Understanding the microbiology of the Aspergillus cell wall and the efficacy of caspofungin

Abstract

The efficacy of echinocandins against Aspergillus species has been established through in vitro assays, in animal models of infection, and in clinical practice. Caspofungin is an inhibitor of 1,3-β-D glucan synthesis (GS) that produces dramatic morphological changes, but incomplete clearing, in cultures of growing hyphae. Despite the apparent fungistatic in vitro activity against Aspergillus species, compounds in this class have strong efficacy in vivo. For example, caspofungin prolonged survival in chronically immunosuppressed mice with induced disseminated aspergillosis, even when neutropenia was maintained for weeks after a short dosing regimen. Kidneys of these mice showed no evidence of recrudescent Aspergilluis fumigatus burden after the infection had been treated. One possible explanation for echinocandin-mediated clearance of A. fumigatus in vivo stems from the newly-discovered role of β-glucan in the inflammatory response.

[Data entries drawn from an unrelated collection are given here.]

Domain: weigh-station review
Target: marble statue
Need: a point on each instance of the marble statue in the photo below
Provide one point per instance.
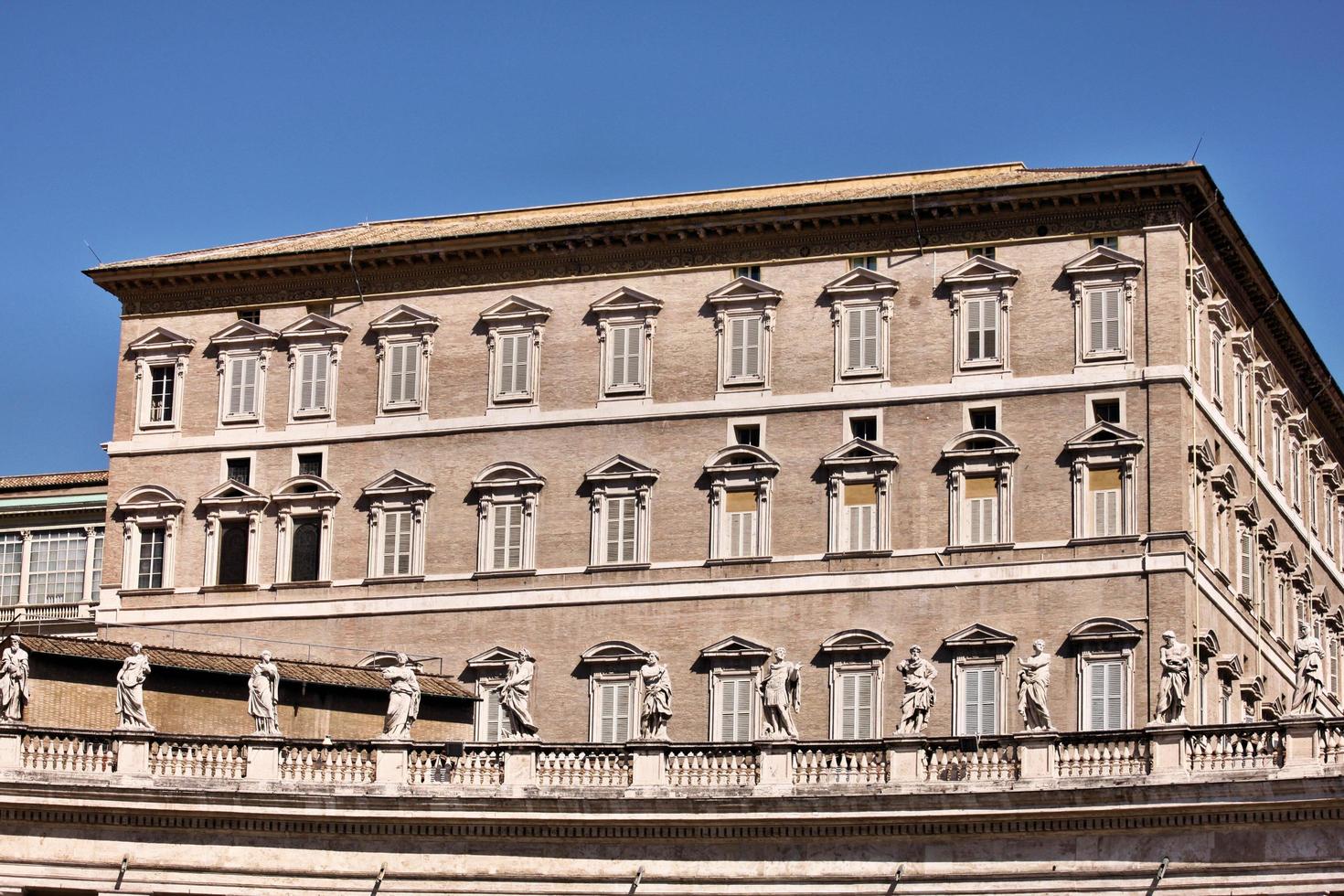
(1175, 684)
(515, 692)
(781, 695)
(1032, 684)
(14, 681)
(131, 690)
(263, 696)
(403, 700)
(657, 699)
(1309, 681)
(918, 700)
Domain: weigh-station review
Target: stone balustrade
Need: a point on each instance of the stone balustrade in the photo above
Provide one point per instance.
(527, 767)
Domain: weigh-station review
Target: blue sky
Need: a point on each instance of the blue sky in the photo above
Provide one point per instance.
(151, 128)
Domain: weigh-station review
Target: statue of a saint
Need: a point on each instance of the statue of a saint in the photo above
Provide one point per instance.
(263, 696)
(657, 699)
(1032, 684)
(1309, 681)
(781, 696)
(514, 695)
(918, 700)
(1175, 684)
(403, 700)
(14, 681)
(131, 690)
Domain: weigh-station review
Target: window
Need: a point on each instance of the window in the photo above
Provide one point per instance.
(980, 512)
(160, 359)
(1104, 698)
(151, 559)
(238, 469)
(507, 512)
(11, 566)
(614, 709)
(311, 464)
(863, 427)
(746, 434)
(1106, 410)
(162, 384)
(978, 693)
(57, 566)
(855, 696)
(735, 701)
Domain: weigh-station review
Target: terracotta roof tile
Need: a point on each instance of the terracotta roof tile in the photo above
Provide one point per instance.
(631, 209)
(53, 480)
(319, 673)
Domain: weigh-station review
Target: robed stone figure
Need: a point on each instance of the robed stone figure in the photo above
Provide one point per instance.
(403, 700)
(14, 681)
(515, 692)
(920, 698)
(131, 690)
(780, 693)
(657, 699)
(1309, 681)
(1032, 684)
(263, 696)
(1175, 686)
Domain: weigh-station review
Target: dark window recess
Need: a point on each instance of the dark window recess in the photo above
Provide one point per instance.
(240, 469)
(311, 464)
(984, 418)
(233, 552)
(863, 427)
(306, 549)
(1106, 411)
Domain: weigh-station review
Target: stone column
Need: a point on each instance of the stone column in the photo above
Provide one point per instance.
(263, 758)
(905, 758)
(1169, 750)
(1301, 741)
(1037, 753)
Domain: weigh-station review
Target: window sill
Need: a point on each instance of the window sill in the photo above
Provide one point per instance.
(614, 567)
(286, 586)
(1104, 539)
(503, 574)
(392, 579)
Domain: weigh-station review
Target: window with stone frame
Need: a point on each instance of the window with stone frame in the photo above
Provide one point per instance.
(625, 324)
(397, 507)
(980, 297)
(862, 304)
(741, 478)
(507, 498)
(514, 331)
(149, 516)
(1104, 285)
(403, 344)
(743, 320)
(620, 492)
(978, 470)
(160, 360)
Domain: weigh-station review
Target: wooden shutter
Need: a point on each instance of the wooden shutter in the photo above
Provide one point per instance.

Binding of cell wall β-glucan to the dectin-1 receptor of macrophages leads to production of proinflammatory cytokines, which augment the innate immune response to swollen conidia and germlings. Changes in A. fumigatus cell wall structure, such as those produced by exposure to an echinocandin like caspofungin, may increase the opportunity for interactions between 1,3-β-D glucan and dectin-1, and lead to a heightened response to 'wounded' hyphae.